The budget for 2024-25 highlights the urgency of job creation and skilling, and emphasizes the need to get more women into India’s labour force. As the government prepares to roll out employment-linked incentives and other schemes aimed at first-time workers that may increase the participation of women in the workforce, we must also think about women who have exited. Our research with low-skilled workers in the manufacturing sector clearly shows that manufacturers face a huge turnover among women working on the shop-floor.
At the same time, our conversations with highly-skilled women from premier business schools in India show that they too are quitting the workforce at a far higher rate than their male counterparts. India’s labour force and employment numbers suggest that when a woman gets married, she is likely to drop out of the workforce. Married women and employment, it seems, are not a match made in heaven.
On the face of it, this appears to be an issue of cultural norms, with married women being encouraged by their families not to continue working. Or about lost motivation to work after marriage. However, the phenomenon is more complex than that.

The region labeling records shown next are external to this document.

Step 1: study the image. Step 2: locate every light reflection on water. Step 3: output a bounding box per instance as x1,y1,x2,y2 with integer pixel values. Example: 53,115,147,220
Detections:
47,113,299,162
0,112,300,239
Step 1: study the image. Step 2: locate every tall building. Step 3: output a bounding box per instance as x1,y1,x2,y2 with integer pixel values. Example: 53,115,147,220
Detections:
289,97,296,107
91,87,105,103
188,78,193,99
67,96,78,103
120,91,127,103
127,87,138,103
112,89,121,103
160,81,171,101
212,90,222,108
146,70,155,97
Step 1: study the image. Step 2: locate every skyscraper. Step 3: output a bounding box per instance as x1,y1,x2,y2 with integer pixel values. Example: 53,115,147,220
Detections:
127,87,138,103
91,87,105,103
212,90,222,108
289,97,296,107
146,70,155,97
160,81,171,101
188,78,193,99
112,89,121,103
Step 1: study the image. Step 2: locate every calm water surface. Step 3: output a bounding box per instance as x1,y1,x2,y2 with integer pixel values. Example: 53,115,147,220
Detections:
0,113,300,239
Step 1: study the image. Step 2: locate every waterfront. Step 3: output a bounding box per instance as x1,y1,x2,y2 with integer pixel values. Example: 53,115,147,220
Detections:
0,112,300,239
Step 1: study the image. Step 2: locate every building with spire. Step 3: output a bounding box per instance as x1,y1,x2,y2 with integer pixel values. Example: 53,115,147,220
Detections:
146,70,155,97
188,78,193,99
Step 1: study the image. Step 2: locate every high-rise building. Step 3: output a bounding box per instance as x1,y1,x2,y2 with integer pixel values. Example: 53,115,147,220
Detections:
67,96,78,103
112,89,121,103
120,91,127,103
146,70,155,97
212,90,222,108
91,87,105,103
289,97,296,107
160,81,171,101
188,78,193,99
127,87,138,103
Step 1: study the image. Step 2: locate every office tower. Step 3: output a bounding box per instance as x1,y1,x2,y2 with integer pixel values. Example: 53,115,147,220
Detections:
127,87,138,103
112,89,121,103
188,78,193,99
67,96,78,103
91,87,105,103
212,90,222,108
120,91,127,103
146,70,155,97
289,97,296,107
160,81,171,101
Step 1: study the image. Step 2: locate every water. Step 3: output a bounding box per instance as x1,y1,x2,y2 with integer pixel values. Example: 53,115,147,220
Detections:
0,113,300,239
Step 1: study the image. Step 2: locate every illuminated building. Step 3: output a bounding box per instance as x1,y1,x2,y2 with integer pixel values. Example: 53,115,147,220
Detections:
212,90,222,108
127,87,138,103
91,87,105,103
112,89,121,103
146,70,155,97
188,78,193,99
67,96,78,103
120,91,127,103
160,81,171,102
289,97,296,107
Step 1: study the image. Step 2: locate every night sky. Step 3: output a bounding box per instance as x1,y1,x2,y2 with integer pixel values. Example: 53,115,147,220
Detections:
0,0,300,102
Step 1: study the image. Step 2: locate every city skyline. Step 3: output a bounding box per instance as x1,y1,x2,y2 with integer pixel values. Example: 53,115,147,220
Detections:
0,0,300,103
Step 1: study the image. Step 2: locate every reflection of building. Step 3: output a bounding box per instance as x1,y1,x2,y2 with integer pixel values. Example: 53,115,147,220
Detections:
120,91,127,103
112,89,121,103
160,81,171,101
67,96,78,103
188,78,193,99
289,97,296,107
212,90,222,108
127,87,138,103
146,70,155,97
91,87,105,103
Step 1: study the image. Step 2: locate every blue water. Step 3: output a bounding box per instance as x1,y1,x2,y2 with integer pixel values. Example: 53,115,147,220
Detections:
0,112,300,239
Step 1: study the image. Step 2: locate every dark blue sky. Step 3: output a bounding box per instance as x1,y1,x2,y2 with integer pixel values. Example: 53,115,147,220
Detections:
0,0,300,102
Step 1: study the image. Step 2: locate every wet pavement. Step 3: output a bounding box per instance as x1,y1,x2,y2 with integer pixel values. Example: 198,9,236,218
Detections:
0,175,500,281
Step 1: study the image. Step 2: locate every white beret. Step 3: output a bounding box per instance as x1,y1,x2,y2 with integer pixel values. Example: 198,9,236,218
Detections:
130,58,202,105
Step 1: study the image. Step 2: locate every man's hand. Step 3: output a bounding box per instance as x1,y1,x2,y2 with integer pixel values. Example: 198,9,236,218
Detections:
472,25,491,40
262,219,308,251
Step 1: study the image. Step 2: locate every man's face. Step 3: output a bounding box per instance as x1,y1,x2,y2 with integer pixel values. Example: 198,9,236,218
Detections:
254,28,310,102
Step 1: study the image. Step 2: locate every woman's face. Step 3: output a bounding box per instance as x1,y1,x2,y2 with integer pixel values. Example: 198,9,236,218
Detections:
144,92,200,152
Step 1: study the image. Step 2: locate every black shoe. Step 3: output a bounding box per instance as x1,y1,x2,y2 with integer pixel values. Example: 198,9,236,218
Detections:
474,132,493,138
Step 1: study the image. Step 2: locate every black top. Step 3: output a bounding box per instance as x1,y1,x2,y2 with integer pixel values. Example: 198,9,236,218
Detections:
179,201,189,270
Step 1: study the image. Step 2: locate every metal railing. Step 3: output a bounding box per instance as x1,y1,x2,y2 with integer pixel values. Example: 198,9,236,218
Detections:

Women, married or unmarried, are interested in being financially independent and have an identity that goes beyond being a daughter, wife, sister or mother. Then why do women leave the workforce after getting married? To understand this, we conducted focus group discussions with MBA women graduates of premier Indian Institutes of Management (IIMs) in the country. Some of them had taken a career break and either returned to the industry they’d quit or were pursuing their dreams in new fields.